Comparison of Functional Outcomes of Ejaculation-preserving Partial Trans Urethral Resection of the Prostate With Complete Trans Urethral Resection of the Prostate for Benign Prostatic Obstruction

Benign Prostatic Hyperplasia Clinical Trial

— PARTURP  

Official title:

Comparison of Functional Outcomes of Ejaculation-preserving Partial Trans Urethral Resection of the Prostate With Complete Trans Urethral Resection of the Prostate for Benign Prostatic Obstruction

Clinical Trial Details — Status: Recruiting

Administrative data

• NCT number: NCT05574244
• Other study ID #: CHUBX 2019/57
• Status: Recruiting
• Phase: N/A
• Start date: September 29, 2022
• Est. completion date: April 15, 2027

Study information

• Verified date: June 2023
• Source: University Hospital, Bordeaux
• Contact: Grégoire ROBERT
• Phone: 05.57.82.06.87
• Email: gregoire.robert[@]chu-bordeaux.fr
• Is FDA regulated: No
• Study type: Interventional

Clinical Trial Summary

It has been demonstrated that sexual activity was common in the majority of men over 50 years old and was an important component of overall quality of life (QoL). Ejaculatory dysfunction (EjD) is the most common side effect of surgical treatment of benign prostatic obstruction (BPO). It has been considered for decades to be an inevitable consequence of restoring micturition comfort. EjD can have a substantial deleterious effect on the QoL of men with previously maintained regular sexual activity, inducing decreased orgasmic intensity and increased levels of anxiety and depression.
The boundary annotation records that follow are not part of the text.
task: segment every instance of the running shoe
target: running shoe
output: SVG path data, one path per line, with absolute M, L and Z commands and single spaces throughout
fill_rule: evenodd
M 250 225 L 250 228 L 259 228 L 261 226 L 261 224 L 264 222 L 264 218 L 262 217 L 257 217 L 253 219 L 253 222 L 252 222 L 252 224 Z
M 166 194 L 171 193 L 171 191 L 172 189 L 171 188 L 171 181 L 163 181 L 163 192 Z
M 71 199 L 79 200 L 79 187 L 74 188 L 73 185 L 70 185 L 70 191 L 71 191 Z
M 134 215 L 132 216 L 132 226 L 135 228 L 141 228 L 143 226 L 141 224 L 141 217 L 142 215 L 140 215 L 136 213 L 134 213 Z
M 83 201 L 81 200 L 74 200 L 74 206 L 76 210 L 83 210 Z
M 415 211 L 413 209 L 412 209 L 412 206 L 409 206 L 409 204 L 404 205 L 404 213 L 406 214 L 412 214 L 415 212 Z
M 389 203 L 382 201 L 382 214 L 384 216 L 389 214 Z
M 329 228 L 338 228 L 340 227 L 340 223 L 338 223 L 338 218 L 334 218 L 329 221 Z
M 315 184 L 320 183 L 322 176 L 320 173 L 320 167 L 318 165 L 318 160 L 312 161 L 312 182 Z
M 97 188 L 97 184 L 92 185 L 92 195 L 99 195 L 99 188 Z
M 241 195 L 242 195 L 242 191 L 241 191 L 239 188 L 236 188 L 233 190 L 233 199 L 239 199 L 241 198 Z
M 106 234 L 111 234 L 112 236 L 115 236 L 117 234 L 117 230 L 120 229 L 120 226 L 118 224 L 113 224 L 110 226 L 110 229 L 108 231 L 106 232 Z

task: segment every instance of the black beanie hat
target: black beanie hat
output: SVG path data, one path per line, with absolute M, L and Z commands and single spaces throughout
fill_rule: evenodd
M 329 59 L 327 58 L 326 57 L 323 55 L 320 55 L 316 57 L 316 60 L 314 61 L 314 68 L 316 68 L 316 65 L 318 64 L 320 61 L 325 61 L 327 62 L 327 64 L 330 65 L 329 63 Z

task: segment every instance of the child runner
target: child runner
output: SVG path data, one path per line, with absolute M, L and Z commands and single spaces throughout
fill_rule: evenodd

A better understanding of the physiology of ejaculation has enabled the emergence of modified surgical techniques that aim to preserve antegrade ejaculation. Our hypothesis is that conservation of ejaculation can be achieved by modified surgical procedures without compromising functional outcomes.

Description:

The aim of this study is To compare the efficacy of partial trans urethral resection of the prostate versus conventional resection of the prostate in improvement of lower urinary tract symptoms related to benign prostatic hyperplasia at 6 months. The secondary objectives are to compare the impacts of partial prostatic endoscopic surgery versus conventional endoscopic surgery on ejaculatory function, lower urinary tract symptoms, Global sexual life, Urinary flow, complication related to the surgery and the rates of re-treatment.
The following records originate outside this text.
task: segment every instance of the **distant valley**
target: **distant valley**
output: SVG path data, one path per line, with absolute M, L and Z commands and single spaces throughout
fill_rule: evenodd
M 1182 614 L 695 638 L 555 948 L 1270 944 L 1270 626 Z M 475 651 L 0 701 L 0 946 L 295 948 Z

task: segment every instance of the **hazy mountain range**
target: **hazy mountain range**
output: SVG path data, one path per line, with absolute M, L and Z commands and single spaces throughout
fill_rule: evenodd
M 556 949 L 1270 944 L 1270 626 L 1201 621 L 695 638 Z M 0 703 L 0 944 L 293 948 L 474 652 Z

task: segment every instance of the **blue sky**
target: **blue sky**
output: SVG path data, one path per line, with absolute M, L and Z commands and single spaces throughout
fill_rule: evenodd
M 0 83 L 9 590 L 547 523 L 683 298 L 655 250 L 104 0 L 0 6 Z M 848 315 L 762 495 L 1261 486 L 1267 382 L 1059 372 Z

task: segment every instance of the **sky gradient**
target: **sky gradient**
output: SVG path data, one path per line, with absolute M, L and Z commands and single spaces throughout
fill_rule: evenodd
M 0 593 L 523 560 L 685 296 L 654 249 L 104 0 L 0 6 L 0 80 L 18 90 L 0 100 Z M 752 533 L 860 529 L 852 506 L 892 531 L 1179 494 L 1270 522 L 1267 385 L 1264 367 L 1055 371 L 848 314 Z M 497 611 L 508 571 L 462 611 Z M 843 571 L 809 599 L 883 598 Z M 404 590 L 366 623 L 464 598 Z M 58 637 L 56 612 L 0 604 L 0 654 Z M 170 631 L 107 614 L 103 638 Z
Investigators use a non-inferiority comparative single blinded (patient) multicenter randomized clinical trial in two parallel groups (Conventional endoscopic prostatic surgery Vs Partial surgery preserving the prostatic apex.

Recruitment information / eligibility

• Status: Recruiting
• Enrollment: 336
• Est. completion date: April 15, 2027
• Est. primary completion date: March 29, 2024
• Accepts healthy volunteers: No
• Gender: Male
• Age group: 40 Years and older

Eligibility

Inclusion Criteria:

• Man over 40 years old

• Indication of surgical management for BPH

• Prostate volume =30 cc and =100 cc as evaluated by ultrasonography

• IPSS score =12

• Qmax =15 ml/s

• Affiliated to French national social security system

• wish and be able to comply with planned visits

• Able to express his consent

• Signed informed consent form

Exclusion Criteria:

• Unwillingness to accept the treatment

• No pre-operative ejaculation or sexuality

• Neurological pathology responsible for micturition disorders

• History of prostatic surgery

• History of prostatic arterial embolisation

• Stenosis of the urethra

• History of prostate cancer

• History of radiotherapy or pelvic surgery

• Patient refusing the principle of partial surgery

• Life expectancy <3 years

• Inability to understand the informed consent document, to give consent voluntarily or to complete the study tasks.

• Participation in another clinical study involving an investigational product within 1 month before study entry.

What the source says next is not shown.